L’Unione Europea implica la concezione dello “Stato minimo”, l’abbandono dell’economia mista, l’abbandono della programmazione economica, la ridefinizione delle modalità di composizione della spesa, una redistribuzione delle responsabilità che restringa il potere delle assemblee parlamentari ed aumenti quelle dei governi, l’autonomia impositiva per gli enti locali, il ripudio del principio della gratuità diffusa (con la conseguente riforma della sanità e del sistema previdenziale), l’abolizione della scala mobile (con la sconfessione del principio del recupero automatico dell’inflazione reale passata e l’aggancio della dinamica retributiva all’inflazione programmata), la drastica riduzione delle aree di privilegio, la mobilità dei fattori produttivi, la riduzione della presenza dello Stato nel sistema del credito e nell’industria, l’abbandono di comportamenti inflazionistici non soltanto da parte dei lavoratori, ma anche da parte dei produttori di servizi, l’abolizione delle normative che stabiliscono prezzi amministrati e tariffe. In una parola: un nuovo patto tra Stato e cittadini, a favore di questi ultimi. Ebbene un cambiamento giuridico di questa portata, con queste conseguenze, è passato pressoché sotto silenzio, senza conquistare le prime pagine dei giornali.

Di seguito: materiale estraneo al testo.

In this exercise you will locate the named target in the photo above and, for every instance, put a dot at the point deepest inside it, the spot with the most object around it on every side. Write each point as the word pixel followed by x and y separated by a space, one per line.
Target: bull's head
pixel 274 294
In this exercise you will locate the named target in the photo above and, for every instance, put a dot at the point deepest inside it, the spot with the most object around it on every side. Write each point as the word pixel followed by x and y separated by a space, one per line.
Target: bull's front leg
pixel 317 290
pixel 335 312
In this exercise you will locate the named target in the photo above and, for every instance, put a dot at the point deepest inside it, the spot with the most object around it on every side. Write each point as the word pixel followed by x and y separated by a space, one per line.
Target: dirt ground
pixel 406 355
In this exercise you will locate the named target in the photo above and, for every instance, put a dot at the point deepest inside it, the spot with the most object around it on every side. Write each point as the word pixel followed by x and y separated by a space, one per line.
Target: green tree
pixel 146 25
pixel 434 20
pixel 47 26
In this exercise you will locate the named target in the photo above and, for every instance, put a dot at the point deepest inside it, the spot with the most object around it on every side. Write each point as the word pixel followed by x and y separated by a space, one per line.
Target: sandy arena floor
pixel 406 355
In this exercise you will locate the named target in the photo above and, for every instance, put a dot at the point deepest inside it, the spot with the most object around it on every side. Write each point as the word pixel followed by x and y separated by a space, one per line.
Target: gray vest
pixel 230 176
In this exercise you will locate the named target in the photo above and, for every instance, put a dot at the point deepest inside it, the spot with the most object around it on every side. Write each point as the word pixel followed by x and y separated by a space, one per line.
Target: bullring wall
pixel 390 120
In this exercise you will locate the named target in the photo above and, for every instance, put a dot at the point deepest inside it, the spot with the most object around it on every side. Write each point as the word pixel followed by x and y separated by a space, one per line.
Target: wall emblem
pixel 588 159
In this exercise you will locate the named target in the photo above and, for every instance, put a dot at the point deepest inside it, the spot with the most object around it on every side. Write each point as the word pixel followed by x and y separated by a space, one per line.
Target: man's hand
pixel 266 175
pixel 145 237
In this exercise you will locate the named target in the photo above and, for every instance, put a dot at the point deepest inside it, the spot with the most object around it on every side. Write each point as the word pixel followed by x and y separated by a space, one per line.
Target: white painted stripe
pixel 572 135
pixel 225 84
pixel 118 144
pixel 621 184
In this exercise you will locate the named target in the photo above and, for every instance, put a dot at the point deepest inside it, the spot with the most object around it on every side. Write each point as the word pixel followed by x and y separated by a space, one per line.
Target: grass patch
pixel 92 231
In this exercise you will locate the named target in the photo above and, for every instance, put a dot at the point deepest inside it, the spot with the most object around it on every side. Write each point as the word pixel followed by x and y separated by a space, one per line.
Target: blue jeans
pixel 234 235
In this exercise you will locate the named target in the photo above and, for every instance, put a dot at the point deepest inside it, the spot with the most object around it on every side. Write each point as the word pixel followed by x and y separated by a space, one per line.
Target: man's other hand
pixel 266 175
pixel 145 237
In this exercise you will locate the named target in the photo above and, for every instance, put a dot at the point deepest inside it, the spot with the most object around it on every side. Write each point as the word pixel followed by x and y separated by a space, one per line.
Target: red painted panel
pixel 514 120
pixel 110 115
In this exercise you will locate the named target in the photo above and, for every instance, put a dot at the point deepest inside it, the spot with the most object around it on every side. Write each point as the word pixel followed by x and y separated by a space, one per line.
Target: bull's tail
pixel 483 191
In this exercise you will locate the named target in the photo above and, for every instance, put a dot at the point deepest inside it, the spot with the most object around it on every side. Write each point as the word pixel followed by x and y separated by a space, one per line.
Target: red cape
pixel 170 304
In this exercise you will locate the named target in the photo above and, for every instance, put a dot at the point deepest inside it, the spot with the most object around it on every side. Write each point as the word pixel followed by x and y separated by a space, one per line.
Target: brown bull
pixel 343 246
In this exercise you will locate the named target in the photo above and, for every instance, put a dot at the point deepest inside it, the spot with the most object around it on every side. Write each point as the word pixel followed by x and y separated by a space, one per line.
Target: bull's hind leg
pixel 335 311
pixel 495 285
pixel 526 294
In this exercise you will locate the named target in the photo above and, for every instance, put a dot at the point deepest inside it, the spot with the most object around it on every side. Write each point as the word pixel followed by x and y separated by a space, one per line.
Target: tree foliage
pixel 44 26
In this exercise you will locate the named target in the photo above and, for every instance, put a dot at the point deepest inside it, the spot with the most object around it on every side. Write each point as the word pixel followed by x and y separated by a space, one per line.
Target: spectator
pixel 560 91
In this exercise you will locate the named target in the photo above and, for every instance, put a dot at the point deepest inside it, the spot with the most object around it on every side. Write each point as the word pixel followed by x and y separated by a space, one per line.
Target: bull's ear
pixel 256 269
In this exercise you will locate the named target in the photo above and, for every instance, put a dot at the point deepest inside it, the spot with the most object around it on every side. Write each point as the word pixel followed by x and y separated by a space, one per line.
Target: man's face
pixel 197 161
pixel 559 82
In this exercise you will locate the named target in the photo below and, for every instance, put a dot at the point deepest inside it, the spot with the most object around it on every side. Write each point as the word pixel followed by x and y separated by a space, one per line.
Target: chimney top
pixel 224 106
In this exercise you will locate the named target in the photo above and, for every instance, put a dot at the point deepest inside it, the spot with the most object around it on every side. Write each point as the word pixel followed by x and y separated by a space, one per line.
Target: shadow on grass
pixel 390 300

Il trattato sull’Unione Europea ridefinisce i confini dei diritti e dei doveri degli operatori economici e vincola tutti a comportamenti non inflazionistici. Ciascuna categoria, in Italia, era abituata a scaricare l’onere dell’aggiustamento su un’altra categoria. La composizione finale di questa equazione impossibile è sempre avvenuta o a carico dello Stato, ed è dunque riemersa sotto forma di indebitamento, oppure sotto forma di inflazione. La composizione delle istanze, particolari avveniva al di fuori delle aule parlamentari. La politica cessava di scegliere. Sperava nella magia di una rincorsa tra prezzi e salari che, a turno, accontentasse tutti. Oggi si può tornare a scegliere.
Il trattato sull’Unione Europea impone dunque una progressiva bonifica dell’ordinamento giuridico italiano. La classe politica italiana non si è resa conto che, approvando il trattato, si è posta nella condizione di aver già accettato un cambiamento di una vastità tale che difficilmente essa vi sarebbe passata indenne.
In fondo, Tangentopoli non è che un’imprevista opera di disinflazione di un’economia drogata, un completamento inconsapevole del trattato di Maastricht. (…)
Come vedete, il cambio di paradigma economico che c’è stato con il trattato di Maastricht è una verità incontestabile, con buona pace degli euroinomani.
A tutti quelli che “il problema è la produttività”, a quelli che “abbiamo perso il treno della rivoluzione digitale”, a quelli che “anche altri paesi hanno l’euro”, eccovi la risposta: per inseguire il fogno europeo, l’Italia ha abbandonato un modello economico vincente.